I would like to add to this that my intention for this email is not to change kens mind on anything. I know he won't take on board anything I've said, I know he probably won't even read it. But these words flow so easily for me. I find it's a minimal amount of effort and I take an odd satisfaction and sense of enjoyment out of writing these things. The intention is to annoy him. Regardless of how much you think he doesn't care what anybody else thinks, his behaviour is typical of an attention seeking child. Of course he cares what people think of him, he wants people to think he's amazing for what he does and how he is. When they don't because he's not, instead of looking inward and trying to find out why, he lashes out and says "well **** you, you're wrong, I'll do what I want". His behaviour is not typical of someone who is only driven by money. It is typical of someone driven by power, and very much of someone who can't admit fault. People who can't admit fault are extremely (and I mean extremely) sensitive to criticism by nature. Making a point of not pulling any punches in this letter, I intend to touch on as many nerves as possible. I am someone who genuinely doesn't care what comes of sending this letter because I have nothing to lose. I am making accusations that I cannot back up, I am even admitting that I have no proof to back them up, simply on the grounds that in the likelihood that I hit the nail on the head, based on his psychological make up, compared to touching a nerve, it's the metaphorical equivalent of stabbing him in the gut. Regardless of how little proof I have for any accusations I make, if they are false then no harm done, if they are true then reading that somebody is onto him might make him think "oh ****, they're onto me". Just as he gets riled every time the BBC starts up an investigation or every time the government tries to force more transparency.

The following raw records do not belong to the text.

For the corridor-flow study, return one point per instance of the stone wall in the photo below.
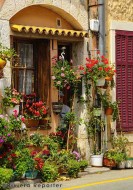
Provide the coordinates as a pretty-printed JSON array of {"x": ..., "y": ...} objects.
[{"x": 119, "y": 16}]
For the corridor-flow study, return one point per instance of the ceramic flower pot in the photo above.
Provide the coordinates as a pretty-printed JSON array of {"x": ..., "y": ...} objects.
[
  {"x": 10, "y": 110},
  {"x": 2, "y": 63}
]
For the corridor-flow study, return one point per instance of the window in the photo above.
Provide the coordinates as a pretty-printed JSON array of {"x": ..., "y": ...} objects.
[{"x": 124, "y": 78}]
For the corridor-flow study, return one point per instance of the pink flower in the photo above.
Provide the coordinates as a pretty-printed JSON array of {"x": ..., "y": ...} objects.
[
  {"x": 62, "y": 74},
  {"x": 53, "y": 77},
  {"x": 59, "y": 82}
]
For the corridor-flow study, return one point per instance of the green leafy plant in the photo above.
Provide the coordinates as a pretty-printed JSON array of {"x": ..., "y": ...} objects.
[
  {"x": 73, "y": 168},
  {"x": 5, "y": 130},
  {"x": 34, "y": 109},
  {"x": 98, "y": 68},
  {"x": 83, "y": 164},
  {"x": 36, "y": 139},
  {"x": 49, "y": 173},
  {"x": 6, "y": 53},
  {"x": 107, "y": 103},
  {"x": 5, "y": 177},
  {"x": 12, "y": 97},
  {"x": 64, "y": 75}
]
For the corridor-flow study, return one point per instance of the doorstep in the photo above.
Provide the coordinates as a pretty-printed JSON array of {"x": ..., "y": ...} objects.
[{"x": 93, "y": 170}]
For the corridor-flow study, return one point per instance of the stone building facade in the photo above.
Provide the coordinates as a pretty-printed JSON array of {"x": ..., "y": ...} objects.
[{"x": 57, "y": 23}]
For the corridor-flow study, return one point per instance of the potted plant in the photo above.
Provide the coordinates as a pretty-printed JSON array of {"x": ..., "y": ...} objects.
[
  {"x": 73, "y": 168},
  {"x": 6, "y": 54},
  {"x": 111, "y": 108},
  {"x": 35, "y": 142},
  {"x": 6, "y": 175},
  {"x": 49, "y": 172},
  {"x": 5, "y": 130},
  {"x": 97, "y": 69},
  {"x": 83, "y": 164},
  {"x": 118, "y": 153},
  {"x": 33, "y": 112},
  {"x": 11, "y": 100},
  {"x": 63, "y": 74}
]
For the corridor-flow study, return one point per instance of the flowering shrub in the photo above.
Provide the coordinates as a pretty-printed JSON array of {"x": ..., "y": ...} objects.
[
  {"x": 12, "y": 97},
  {"x": 64, "y": 75},
  {"x": 15, "y": 121},
  {"x": 5, "y": 131},
  {"x": 6, "y": 53},
  {"x": 35, "y": 110},
  {"x": 97, "y": 68},
  {"x": 58, "y": 137}
]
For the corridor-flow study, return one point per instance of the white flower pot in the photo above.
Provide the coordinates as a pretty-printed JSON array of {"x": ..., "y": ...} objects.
[
  {"x": 97, "y": 160},
  {"x": 10, "y": 110},
  {"x": 121, "y": 165},
  {"x": 129, "y": 163},
  {"x": 100, "y": 82},
  {"x": 3, "y": 84}
]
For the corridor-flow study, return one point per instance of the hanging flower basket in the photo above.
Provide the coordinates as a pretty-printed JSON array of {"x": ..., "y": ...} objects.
[
  {"x": 31, "y": 123},
  {"x": 108, "y": 111},
  {"x": 100, "y": 82},
  {"x": 97, "y": 111},
  {"x": 2, "y": 63},
  {"x": 57, "y": 107},
  {"x": 10, "y": 110}
]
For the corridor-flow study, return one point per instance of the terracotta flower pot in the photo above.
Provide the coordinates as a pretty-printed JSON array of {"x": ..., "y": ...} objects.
[{"x": 2, "y": 63}]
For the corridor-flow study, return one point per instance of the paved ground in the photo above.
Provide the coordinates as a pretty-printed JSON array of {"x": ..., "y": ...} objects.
[{"x": 91, "y": 177}]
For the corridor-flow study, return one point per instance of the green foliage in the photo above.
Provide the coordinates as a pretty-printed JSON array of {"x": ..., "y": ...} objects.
[
  {"x": 36, "y": 139},
  {"x": 5, "y": 177},
  {"x": 12, "y": 97},
  {"x": 49, "y": 173},
  {"x": 5, "y": 130},
  {"x": 7, "y": 53},
  {"x": 23, "y": 162},
  {"x": 107, "y": 103},
  {"x": 83, "y": 164},
  {"x": 120, "y": 142},
  {"x": 116, "y": 155},
  {"x": 73, "y": 168},
  {"x": 64, "y": 75}
]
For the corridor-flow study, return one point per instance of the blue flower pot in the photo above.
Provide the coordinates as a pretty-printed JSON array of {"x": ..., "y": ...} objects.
[{"x": 31, "y": 174}]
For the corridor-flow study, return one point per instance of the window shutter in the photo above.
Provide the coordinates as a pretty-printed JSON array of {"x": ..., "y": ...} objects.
[{"x": 124, "y": 78}]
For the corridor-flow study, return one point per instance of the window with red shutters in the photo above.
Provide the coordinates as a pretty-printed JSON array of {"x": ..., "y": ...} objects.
[{"x": 124, "y": 78}]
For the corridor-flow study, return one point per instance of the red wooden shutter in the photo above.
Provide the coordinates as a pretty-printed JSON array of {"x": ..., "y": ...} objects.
[{"x": 124, "y": 78}]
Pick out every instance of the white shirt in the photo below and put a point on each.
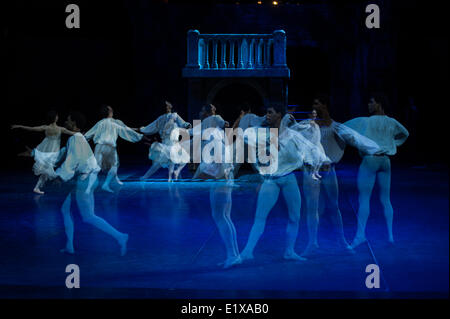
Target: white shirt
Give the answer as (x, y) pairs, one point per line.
(79, 158)
(336, 136)
(108, 130)
(387, 132)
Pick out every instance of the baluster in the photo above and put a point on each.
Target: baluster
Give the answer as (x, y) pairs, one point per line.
(279, 48)
(250, 60)
(192, 49)
(201, 53)
(240, 62)
(207, 54)
(244, 53)
(215, 64)
(259, 55)
(231, 64)
(266, 53)
(223, 45)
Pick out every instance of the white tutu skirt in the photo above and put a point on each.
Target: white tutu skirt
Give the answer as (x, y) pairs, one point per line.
(46, 154)
(106, 156)
(44, 163)
(160, 153)
(215, 170)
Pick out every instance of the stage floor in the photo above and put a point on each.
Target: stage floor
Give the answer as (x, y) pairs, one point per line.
(174, 246)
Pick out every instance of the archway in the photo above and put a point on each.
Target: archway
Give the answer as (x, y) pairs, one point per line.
(231, 96)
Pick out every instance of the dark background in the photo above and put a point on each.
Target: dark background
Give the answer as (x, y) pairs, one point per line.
(130, 54)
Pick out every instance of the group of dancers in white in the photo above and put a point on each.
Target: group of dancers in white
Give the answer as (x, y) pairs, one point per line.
(314, 145)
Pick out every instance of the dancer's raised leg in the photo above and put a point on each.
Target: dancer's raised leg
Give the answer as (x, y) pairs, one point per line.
(331, 191)
(384, 183)
(221, 203)
(40, 183)
(365, 181)
(68, 224)
(311, 188)
(86, 206)
(152, 170)
(267, 197)
(111, 174)
(291, 195)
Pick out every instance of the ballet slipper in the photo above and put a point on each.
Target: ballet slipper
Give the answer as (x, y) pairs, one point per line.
(358, 241)
(230, 262)
(68, 249)
(38, 191)
(106, 188)
(293, 256)
(310, 250)
(246, 256)
(123, 245)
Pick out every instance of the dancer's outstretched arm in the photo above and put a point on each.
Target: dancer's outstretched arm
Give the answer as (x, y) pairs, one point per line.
(30, 128)
(66, 131)
(128, 134)
(153, 127)
(353, 138)
(90, 134)
(400, 133)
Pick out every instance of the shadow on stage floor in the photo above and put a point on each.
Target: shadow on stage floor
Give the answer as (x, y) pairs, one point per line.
(174, 247)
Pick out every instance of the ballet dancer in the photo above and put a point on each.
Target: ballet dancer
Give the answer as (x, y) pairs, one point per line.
(245, 120)
(388, 133)
(211, 120)
(160, 152)
(105, 134)
(294, 150)
(78, 171)
(334, 137)
(46, 154)
(220, 193)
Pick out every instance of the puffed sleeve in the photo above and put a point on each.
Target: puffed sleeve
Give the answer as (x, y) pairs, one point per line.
(180, 122)
(128, 134)
(400, 133)
(359, 124)
(90, 134)
(353, 138)
(220, 122)
(153, 128)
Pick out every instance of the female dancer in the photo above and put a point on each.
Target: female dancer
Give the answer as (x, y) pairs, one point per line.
(80, 166)
(333, 137)
(294, 151)
(47, 152)
(160, 152)
(388, 133)
(213, 123)
(220, 191)
(105, 134)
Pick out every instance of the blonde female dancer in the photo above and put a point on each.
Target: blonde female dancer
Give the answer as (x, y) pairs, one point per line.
(334, 137)
(160, 152)
(220, 191)
(79, 171)
(46, 154)
(294, 151)
(105, 134)
(388, 133)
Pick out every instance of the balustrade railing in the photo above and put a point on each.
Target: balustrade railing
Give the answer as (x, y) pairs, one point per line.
(236, 51)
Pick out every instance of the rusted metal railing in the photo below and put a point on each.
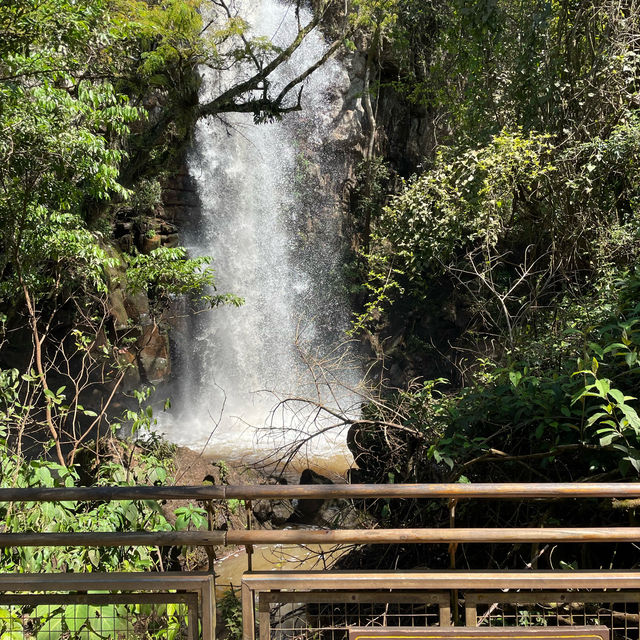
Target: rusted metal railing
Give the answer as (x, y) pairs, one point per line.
(326, 536)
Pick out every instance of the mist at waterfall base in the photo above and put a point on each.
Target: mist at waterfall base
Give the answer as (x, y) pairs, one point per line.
(277, 248)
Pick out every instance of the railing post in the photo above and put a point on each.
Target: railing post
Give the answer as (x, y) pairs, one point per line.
(453, 547)
(211, 599)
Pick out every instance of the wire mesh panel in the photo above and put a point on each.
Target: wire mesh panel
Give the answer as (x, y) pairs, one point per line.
(617, 610)
(113, 616)
(329, 615)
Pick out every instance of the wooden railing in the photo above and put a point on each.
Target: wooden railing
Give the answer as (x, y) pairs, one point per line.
(327, 536)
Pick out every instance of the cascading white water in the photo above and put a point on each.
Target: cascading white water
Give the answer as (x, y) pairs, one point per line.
(257, 225)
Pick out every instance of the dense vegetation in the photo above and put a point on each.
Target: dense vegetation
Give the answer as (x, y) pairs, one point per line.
(505, 267)
(98, 99)
(499, 260)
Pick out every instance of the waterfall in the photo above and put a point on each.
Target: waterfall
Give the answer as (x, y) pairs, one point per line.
(273, 243)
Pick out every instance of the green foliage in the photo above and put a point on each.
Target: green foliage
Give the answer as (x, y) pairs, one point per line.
(190, 517)
(168, 272)
(231, 612)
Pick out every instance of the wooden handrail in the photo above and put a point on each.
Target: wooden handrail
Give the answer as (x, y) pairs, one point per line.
(319, 536)
(327, 491)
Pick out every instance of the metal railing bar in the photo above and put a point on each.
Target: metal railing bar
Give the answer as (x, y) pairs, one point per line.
(99, 598)
(320, 536)
(326, 491)
(437, 579)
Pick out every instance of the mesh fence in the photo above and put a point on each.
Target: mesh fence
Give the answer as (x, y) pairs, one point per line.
(619, 611)
(328, 616)
(153, 616)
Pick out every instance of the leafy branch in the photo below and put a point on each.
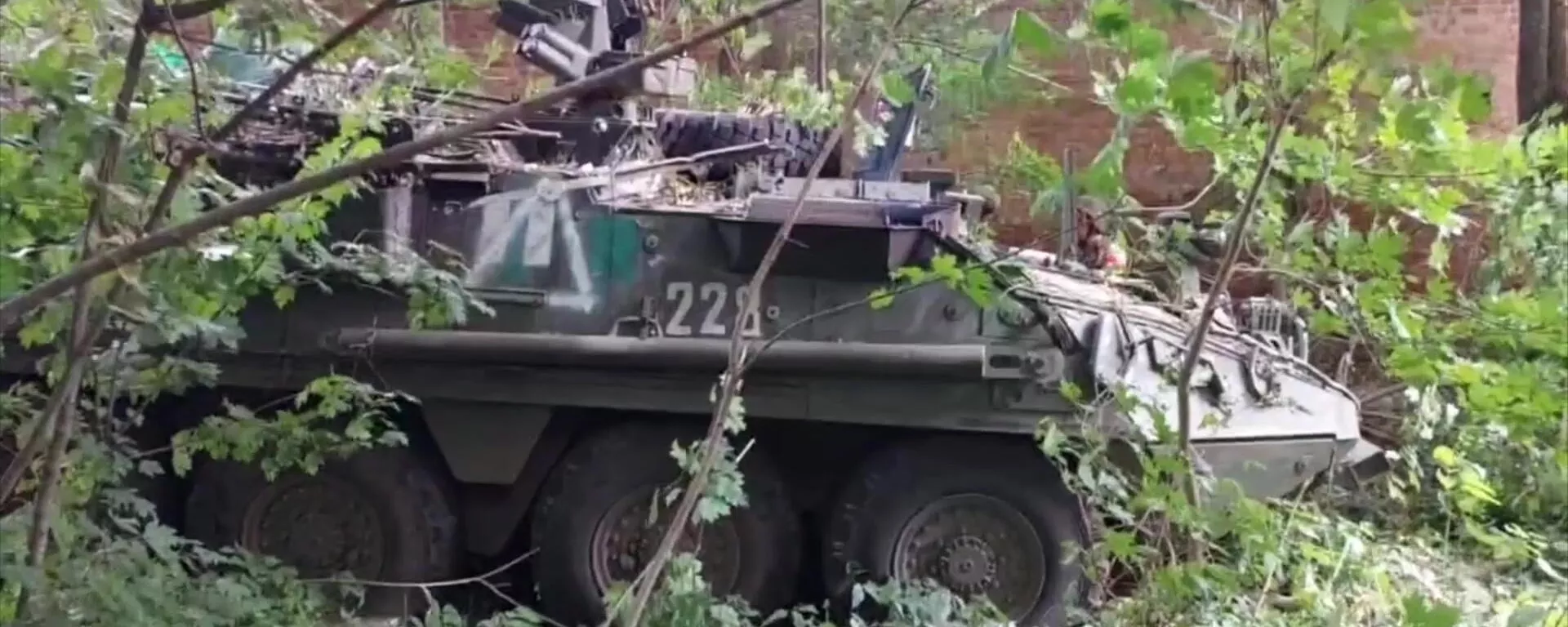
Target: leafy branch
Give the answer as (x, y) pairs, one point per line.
(16, 308)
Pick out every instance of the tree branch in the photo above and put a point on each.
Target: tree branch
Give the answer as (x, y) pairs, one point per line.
(729, 385)
(60, 419)
(165, 16)
(1222, 279)
(16, 308)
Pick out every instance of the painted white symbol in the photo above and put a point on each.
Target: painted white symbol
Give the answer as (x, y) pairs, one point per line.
(714, 296)
(543, 220)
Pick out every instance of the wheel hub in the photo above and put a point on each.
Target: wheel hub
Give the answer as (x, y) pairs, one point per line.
(968, 565)
(627, 536)
(976, 545)
(317, 526)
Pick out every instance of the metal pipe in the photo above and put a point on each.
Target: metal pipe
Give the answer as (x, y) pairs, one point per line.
(659, 353)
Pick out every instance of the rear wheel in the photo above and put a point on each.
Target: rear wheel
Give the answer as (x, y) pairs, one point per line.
(381, 514)
(591, 530)
(979, 516)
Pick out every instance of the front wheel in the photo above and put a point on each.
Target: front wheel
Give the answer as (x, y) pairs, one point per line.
(983, 518)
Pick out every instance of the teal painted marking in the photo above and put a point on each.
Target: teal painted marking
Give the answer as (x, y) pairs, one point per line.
(613, 243)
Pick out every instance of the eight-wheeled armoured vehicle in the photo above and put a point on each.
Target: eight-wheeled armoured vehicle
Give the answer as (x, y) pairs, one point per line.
(615, 247)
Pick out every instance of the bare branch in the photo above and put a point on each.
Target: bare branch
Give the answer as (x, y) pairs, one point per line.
(1222, 279)
(16, 308)
(60, 419)
(190, 63)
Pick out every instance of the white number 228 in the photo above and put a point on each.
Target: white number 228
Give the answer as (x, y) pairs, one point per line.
(715, 298)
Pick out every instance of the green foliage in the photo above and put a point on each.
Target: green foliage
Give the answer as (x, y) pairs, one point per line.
(1470, 530)
(334, 416)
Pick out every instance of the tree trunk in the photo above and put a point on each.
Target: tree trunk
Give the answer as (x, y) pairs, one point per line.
(1544, 59)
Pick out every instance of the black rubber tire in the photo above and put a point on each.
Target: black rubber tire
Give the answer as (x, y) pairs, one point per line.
(891, 487)
(408, 496)
(606, 466)
(684, 134)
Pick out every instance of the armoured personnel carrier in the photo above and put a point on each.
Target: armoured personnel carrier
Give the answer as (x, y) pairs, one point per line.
(888, 441)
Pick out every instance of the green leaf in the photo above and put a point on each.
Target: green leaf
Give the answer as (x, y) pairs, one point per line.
(755, 44)
(1334, 16)
(1109, 18)
(1421, 613)
(1145, 42)
(1036, 35)
(1000, 56)
(896, 88)
(882, 298)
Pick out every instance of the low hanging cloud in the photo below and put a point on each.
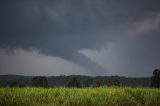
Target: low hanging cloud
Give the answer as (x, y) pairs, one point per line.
(32, 62)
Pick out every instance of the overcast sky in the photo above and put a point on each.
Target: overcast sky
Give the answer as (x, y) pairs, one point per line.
(86, 37)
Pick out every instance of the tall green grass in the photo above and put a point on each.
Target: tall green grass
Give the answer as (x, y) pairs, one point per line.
(102, 96)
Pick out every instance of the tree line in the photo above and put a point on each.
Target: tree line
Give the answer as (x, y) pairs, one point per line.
(84, 81)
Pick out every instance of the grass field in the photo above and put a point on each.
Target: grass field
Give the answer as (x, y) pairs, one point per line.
(102, 96)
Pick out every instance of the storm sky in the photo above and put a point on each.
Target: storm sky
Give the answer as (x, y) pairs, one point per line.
(86, 37)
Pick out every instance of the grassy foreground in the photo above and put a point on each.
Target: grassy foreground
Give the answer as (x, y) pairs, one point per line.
(102, 96)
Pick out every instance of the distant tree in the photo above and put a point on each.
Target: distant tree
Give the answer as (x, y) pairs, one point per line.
(88, 83)
(74, 83)
(113, 82)
(155, 80)
(39, 81)
(14, 84)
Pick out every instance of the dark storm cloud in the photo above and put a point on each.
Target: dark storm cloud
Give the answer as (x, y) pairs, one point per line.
(62, 27)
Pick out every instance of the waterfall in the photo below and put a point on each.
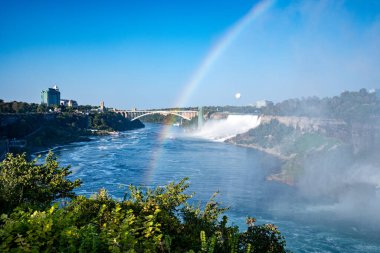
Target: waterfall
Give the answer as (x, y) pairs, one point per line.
(221, 130)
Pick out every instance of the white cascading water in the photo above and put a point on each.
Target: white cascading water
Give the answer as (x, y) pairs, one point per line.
(223, 129)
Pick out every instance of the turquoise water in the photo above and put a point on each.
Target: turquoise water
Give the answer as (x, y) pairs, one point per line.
(139, 157)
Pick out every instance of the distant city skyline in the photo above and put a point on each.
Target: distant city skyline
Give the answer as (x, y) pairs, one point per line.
(156, 54)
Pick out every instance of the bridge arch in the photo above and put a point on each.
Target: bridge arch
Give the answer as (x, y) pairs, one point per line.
(162, 113)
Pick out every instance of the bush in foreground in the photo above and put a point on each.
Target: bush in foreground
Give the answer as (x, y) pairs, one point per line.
(158, 220)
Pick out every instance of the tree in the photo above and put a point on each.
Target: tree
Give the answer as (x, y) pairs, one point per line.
(27, 184)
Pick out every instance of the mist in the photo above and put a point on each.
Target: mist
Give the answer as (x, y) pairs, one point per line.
(223, 129)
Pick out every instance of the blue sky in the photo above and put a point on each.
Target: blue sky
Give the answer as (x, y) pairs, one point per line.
(144, 53)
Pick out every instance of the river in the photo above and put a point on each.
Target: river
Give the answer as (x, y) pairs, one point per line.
(142, 157)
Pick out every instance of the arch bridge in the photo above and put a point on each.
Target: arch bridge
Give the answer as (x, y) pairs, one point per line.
(136, 114)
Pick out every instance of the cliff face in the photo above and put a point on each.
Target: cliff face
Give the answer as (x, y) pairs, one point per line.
(301, 141)
(329, 127)
(41, 130)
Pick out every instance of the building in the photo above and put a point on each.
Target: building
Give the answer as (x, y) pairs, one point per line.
(69, 103)
(51, 96)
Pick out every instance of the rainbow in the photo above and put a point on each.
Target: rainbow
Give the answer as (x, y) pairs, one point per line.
(216, 51)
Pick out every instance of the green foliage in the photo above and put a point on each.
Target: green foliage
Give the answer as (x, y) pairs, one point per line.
(147, 220)
(26, 184)
(111, 121)
(17, 107)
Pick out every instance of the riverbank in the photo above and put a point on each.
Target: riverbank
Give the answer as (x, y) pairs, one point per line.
(36, 132)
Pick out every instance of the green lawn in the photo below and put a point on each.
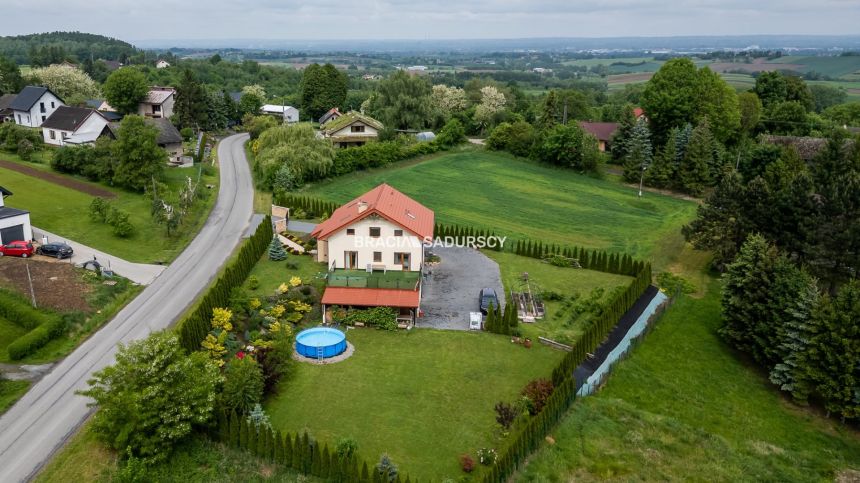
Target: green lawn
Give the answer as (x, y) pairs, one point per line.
(65, 212)
(558, 324)
(686, 407)
(11, 391)
(424, 396)
(520, 198)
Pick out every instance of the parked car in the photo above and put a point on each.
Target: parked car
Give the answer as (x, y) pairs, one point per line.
(487, 297)
(17, 249)
(56, 250)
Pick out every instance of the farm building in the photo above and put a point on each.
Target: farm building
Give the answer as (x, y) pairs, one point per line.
(351, 129)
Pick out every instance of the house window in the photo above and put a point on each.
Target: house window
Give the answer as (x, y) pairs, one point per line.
(402, 259)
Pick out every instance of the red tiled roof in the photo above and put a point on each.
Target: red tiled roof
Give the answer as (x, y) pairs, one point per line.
(603, 131)
(386, 202)
(370, 297)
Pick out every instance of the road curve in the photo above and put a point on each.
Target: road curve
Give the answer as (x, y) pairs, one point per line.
(34, 428)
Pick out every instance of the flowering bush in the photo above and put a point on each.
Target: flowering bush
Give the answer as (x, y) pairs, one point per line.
(487, 456)
(221, 319)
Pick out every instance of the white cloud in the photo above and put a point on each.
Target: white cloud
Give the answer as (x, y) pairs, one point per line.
(336, 19)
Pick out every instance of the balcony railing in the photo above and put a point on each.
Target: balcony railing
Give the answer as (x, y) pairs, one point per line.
(376, 279)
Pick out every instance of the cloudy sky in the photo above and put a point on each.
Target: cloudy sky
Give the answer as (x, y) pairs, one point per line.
(439, 19)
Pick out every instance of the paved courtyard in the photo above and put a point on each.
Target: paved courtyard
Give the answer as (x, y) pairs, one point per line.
(450, 292)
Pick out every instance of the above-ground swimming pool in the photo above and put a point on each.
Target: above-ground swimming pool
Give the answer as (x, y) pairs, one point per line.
(320, 342)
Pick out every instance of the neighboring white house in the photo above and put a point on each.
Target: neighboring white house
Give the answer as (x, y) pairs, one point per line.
(374, 248)
(14, 223)
(351, 129)
(168, 137)
(158, 103)
(73, 125)
(34, 105)
(288, 113)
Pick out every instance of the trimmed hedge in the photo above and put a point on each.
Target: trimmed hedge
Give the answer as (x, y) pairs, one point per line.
(36, 338)
(297, 451)
(14, 309)
(194, 328)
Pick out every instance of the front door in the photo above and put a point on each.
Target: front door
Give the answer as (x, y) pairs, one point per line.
(403, 260)
(350, 259)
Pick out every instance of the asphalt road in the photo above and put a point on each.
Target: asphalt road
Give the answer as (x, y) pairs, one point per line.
(51, 412)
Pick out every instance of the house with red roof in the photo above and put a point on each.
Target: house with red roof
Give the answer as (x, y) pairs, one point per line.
(603, 131)
(374, 248)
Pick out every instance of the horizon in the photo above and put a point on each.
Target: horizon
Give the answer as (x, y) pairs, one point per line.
(394, 20)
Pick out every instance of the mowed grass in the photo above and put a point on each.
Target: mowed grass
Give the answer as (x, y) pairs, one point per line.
(523, 199)
(65, 212)
(686, 407)
(543, 277)
(424, 397)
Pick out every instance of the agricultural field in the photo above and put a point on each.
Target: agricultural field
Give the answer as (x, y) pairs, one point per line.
(685, 405)
(524, 199)
(65, 211)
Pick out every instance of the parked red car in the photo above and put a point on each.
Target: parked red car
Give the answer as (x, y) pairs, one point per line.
(17, 249)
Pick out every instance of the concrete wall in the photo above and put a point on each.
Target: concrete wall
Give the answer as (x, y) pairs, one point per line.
(18, 220)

Marko, Thanks for putting the time into this, but frankly you might as well save yourself the price of the airmail. There's no way I'm reading all that. Best regards, Ken
So basically you're trying to push Ken over the edge and leave him a quivering wreck. Good Luck, I'll look forward to seeing him carted off in a straight jacket. please log in to view this image
Could it be that Bates already owns it offshore? Also, my understanding is that Leeds credit rating is such that we couldn't beg a loan for a bag of crisps!
Selling preferred stock with a guaranteed 25% return regrdless of term and selling future season ticket revenue appears to support that theory.